Friday, March 03, 2006

MySpace.com Being Sued?

Teachers say MySpace.com should control their kids. Parents probably think Teachers should control their kids in school. Companies probably think Parents should control their kids.
(Source: Yale.edu)

If everyone thinks the kids should be controlled, then everyone must take action on it. We are a community, so lets act like one and work on solving problems together.

Each person, including myspace users, should report messages from minors if they feel it is inappropriate. For example, I don't mind my underage cousins flirting with other kids around their age, but I do mind some 13 year old kid soliciting to sex to everyone they know and do not. There's a line to be drawn and who's to say what that line is?

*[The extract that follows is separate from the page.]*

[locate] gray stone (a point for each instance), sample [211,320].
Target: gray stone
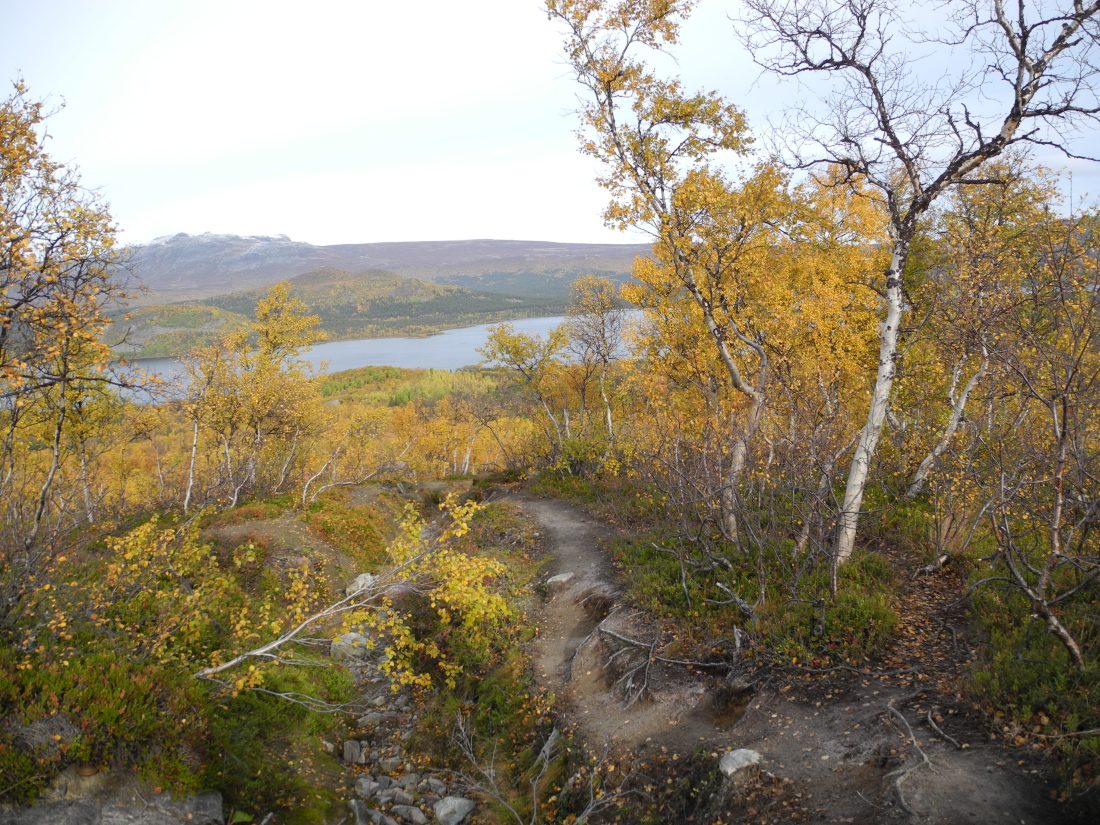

First MySpace.com must fix their search engine. When you click to browse, you may put in a search for people 18-30 years old, and MySpace.com has it set up- so that you can not search for people under 18 years of age and I commend that. However, it does not work properly, if you search for the minimum age (18) to the maximum age (103?), then you may and probably will still get results from minors. Just yesterday, I did a search and someone 14 years old came up and it's been months since I've been using this service and they have yet to fix the problem. I admit, that no one may of even mentioned this particular problem to MySpace, so as a MySpace member who really does enjoy their general service, I will make them aware of this.

Another way to improve their service, is so that for people over the legal age (going by the legal age in their state- or that of the highest legal age of any state- incase the programming for individual states is too complex or will take a long time to fix, so this can be done as a temporary solution), do not show up in any results to people over the legal age.

Another solution, moderators for this growing company can be placed to specially monitor messages from minors. Of course, there are too many minors to monitor every message, so messages, bulletins, blogs and profiles may be randomly picked picked by the moderators to block, delete, and/or ban users or messages for content including text or images(pictures).

One more solution that is currently on my mind, is that a spider bot(s) (which automatically searches pages) will randomly search pages of all users over the legal age who have messages such as "i'm really only 14," or "even tho my profile says i'm 19 'i'm really 12.'" different key phrases can be brought to moderators attention to review.

Actually, I thought of another solution, there can be an option that says "specify this profile for adult content," so people who even if they don't have what some may consider inappropriate material on their page, they may still want minors to be blocked from their content for other numerous reasons. This solution is probably less likely to be implimented because it has the most potential to hinder general community activity.

I hope this has helped and informed some people interested in MySpace.com. I do not want to give MySpace.com a bad name. It really is a great site that offers valuble services to millions, but the better the site, the more complications it will need to fix to stay on the up side of improvement.